Dark silicon and the end of multicore scaling
Citation: Hadi Esmaeilzadeh, Emily Blem, Renée St. Amant, Karthikeyan Sankaralingam, Doug Burger (2011/07) Dark silicon and the end of multicore scaling. Annual International Symposium on Computer Architecture (RSS)
DOI (original publisher): 10.1145/2000064.2000108
Semantic Scholar (metadata): 10.1145/2000064.2000108
Sci-Hub (fulltext): 10.1145/2000064.2000108
Internet Archive Scholar (search for fulltext): Dark silicon and the end of multicore scaling
Download: https://dl.acm.org/doi/10.1145/2000064.2000108
Tagged: Computer Science
(RSS) computer architecture (RSS)
Summary
For decades, Moore's Law meant more transistors and Dennard Scaling meant less power; In combination, performance scales exponentially. However, Dennard Scaling has failed, which drove the industry towards multicore. But we are getting to the diminishing returns of multicore due to power limtations. This paper uses analytic and empirical models to prove that.
Theoretical and Practical Relevance
This is a hugely influential and controversial paper, because it claims that the multicore era is over. The conclusion states that either architects have to create totally novel architectures or Moore's Law will end!
Elsewhere
- PeerLibrary
- Related work: A Perspective on Dark Silicon
Conclusion
- In the past three decades, Moore's law combined with Dennard Scaling have created exponentially increasing performance and decreasing power.
- When Dennard Scaling began to fail, the industry went with multi-core.
- But power limitations make it hard to increase performance with multi-core; We have diminishing returns, even for highly parallel codes.
- Dark silicon is a circuit which is turned off during a given clock cycle. This paper claims that the amount of dark silicon will increase due to power constraints.
- Either computer architects will design novel architectures (past the existing pareto curve) or Moore's Law will end soon due to power limitations.
Method
- Device Model: area, frequency, and power requirements as a function of technology node (e.g. 5nm).

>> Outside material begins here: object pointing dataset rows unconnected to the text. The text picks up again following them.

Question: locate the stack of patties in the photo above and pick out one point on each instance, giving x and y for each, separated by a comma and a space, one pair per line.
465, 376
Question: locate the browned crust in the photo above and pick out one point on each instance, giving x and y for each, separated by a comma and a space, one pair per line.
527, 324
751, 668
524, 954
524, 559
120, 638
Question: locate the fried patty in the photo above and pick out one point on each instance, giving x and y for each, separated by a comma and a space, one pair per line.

- Core Model: Pareto-frontier of possible (area, power, performance).
- Normally, Pollack's rule , but newer technology has different voltage and frequency, so instead need to derive an empirical model.
- OLS fit cubic polynomial to power as a function of performance for existing processors and quadratic polynomial to area as a function of performance.
- Multicore model: How to use the transistors to create multiple cores
- Topologies modeled: Symmetric multicore (traditional), asymmetric multicore (one big, many little cores e.g. big+LITTLE), dynamic multicore (asymmetric, but you can turn the big core off), and composed multicore (little cores are reconfigurable into big core).
- Applications modeled: with Amdahl's Law.
- Measure parallel/serial fractions on PARSEC applications.
- Architectural features modeled: multi-level cache
- Model validation through GPGPUSim
- Device Model + Core Model + Multicore Model:
- Use device model to get area, freq, and power. Use core model on area and power to get performance. Exhaustively earch through multicore models to find best candidate.
- This can model CPU- and GPU-like processors.
- Sensitivity analysis validates model.
- Limitations:
- Ignore SMT
- Ignore memory subsystem
- Ignore ARM and Tilera cores, no SPECmark scores.